I’m creating an incremental TTS model, the model is based on Incremental Machine Speech Chain
Towards Enabling Listening while Speaking in Real-time
In this paper, they describe passing a small section of audio (windowing) for training as shown in the diagram below:
What is the best way to load my data for training? (The dataset consists of Pulse-Code Modulation (PCM) and labels )
What I’ve tried so far?
For each tensor in a batch, I create a new tenor using the method shown Here. and this new tensor is used for training.
for i, batch in enumerate(train_loader):
x, y = ttsModel.parse_batch(batch) # send data to GPU
for tensor in x:
windowed_datas = window_split(tensor)
for windowed_data in windowed_datas:
tts_output, hd0, he0 = ttsModel(windowed_data, hd0, he0)

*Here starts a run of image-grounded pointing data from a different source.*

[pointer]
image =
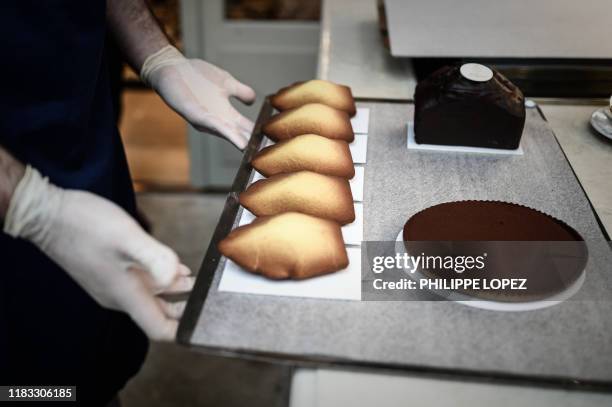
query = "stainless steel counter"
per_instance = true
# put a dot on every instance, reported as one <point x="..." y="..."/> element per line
<point x="351" y="53"/>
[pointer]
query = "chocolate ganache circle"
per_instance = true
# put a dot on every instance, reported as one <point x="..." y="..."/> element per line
<point x="516" y="242"/>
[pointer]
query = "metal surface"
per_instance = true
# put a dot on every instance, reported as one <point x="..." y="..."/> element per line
<point x="195" y="304"/>
<point x="500" y="29"/>
<point x="224" y="310"/>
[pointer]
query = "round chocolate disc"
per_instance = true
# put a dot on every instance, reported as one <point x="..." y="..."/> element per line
<point x="515" y="243"/>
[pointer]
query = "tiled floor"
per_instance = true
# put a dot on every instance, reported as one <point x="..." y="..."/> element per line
<point x="173" y="375"/>
<point x="155" y="140"/>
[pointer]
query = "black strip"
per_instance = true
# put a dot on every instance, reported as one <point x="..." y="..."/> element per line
<point x="204" y="280"/>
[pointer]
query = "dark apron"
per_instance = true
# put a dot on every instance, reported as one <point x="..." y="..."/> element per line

I already see an issue, the model is no longer training on batches but single tensors.
I’ve tried this approach in the torch.utils.data.Dataloader
using the collate_fn
Nvidia: Tacotron 2, but I’m not sure if this is correct for the model.
class TextAudioCollate():
""" Zero-pads model inputs and targets based on number of frames per setep """

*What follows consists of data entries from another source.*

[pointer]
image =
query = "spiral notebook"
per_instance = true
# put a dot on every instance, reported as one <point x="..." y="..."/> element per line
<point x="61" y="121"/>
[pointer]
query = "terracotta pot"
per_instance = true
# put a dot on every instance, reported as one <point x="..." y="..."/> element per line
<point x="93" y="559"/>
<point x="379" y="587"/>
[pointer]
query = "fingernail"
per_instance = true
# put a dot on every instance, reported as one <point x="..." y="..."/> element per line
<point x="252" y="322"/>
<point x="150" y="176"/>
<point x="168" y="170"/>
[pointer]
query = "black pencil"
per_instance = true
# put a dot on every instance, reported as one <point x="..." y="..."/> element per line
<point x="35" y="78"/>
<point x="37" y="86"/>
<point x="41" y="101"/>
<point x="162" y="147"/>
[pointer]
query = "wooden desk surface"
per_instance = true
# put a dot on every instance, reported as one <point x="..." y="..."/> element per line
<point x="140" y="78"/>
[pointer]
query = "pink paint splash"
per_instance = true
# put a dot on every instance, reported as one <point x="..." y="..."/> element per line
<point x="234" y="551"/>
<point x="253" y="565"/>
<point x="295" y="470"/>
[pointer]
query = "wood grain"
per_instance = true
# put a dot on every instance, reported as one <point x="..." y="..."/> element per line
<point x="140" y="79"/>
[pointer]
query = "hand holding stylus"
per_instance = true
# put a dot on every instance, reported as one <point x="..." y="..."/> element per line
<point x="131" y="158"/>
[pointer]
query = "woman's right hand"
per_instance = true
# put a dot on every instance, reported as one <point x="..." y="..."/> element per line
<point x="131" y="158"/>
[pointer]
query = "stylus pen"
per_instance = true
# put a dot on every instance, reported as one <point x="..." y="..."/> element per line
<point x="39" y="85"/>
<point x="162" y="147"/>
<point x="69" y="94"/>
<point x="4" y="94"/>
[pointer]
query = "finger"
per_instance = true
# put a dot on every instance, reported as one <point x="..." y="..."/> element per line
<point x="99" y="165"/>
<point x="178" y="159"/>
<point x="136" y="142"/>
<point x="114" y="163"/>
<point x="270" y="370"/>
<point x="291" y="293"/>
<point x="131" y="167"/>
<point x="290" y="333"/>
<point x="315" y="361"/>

def __init__(self, n_frames_per_step):
self.n_frames_per_step = n_frames_per_step
def __call__(self, batch):
"""Collate's training batch from normalized text and mel-spectrogram
PARAMS
------
batch: [text_normalized, mel_normalized]
"""
# Right zero-pad all one-hot text sequences to max input length
input_lengths, ids_sorted_decreasing = torch.sort( torch.LongTensor([len(batch[i][1]) for i in range(len(batch))]), dim=0, descending=True)
max_input_len = input_lengths[0]
# max_input_len = 512
text_padded = torch.LongTensor(len(batch), max_input_len)
text_padded.zero_()
for i in range(len(ids_sorted_decreasing)):
text = batch[ids_sorted_decreasing[i].numpy()][1]
text_padded[i, :text.size(0)] = text
# Right zero-pad mel-spec
num_mels = batch[0][0].size(0)
max_target_len = max([batch[i][0].size(1) for i in range(len(batch))])
if max_target_len % self.n_frames_per_step != 0:
max_target_len += self.n_frames_per_step - max_target_len % self.n_frames_per_step
assert max_target_len % self.n_frames_per_step == 0
# include mel padded and gate padded
mel_padded = torch.FloatTensor(len(batch), num_mels, max_target_len)
mel_padded.zero_()
gate_padded = torch.FloatTensor(len(batch), max_target_len)
gate_padded.zero_()
output_lengths = torch.LongTensor(len(batch))
for i in range(len(ids_sorted_decreasing)):
mel = batch[ids_sorted_decreasing[i].numpy()][0]
mel_padded[i, :, :mel.size(1)] = mel
gate_padded[i, mel.size(1)-1:] = 1
output_lengths[i] = mel.size(1)
# Windowing
text_windowed = []
for text in text_padded:
text_windowed.append(window_split(text))
audio_windowed = []
for audio in mel_padded:
audio_windowed.append(window_split(audio))
return (text_windowed, audio_windowed)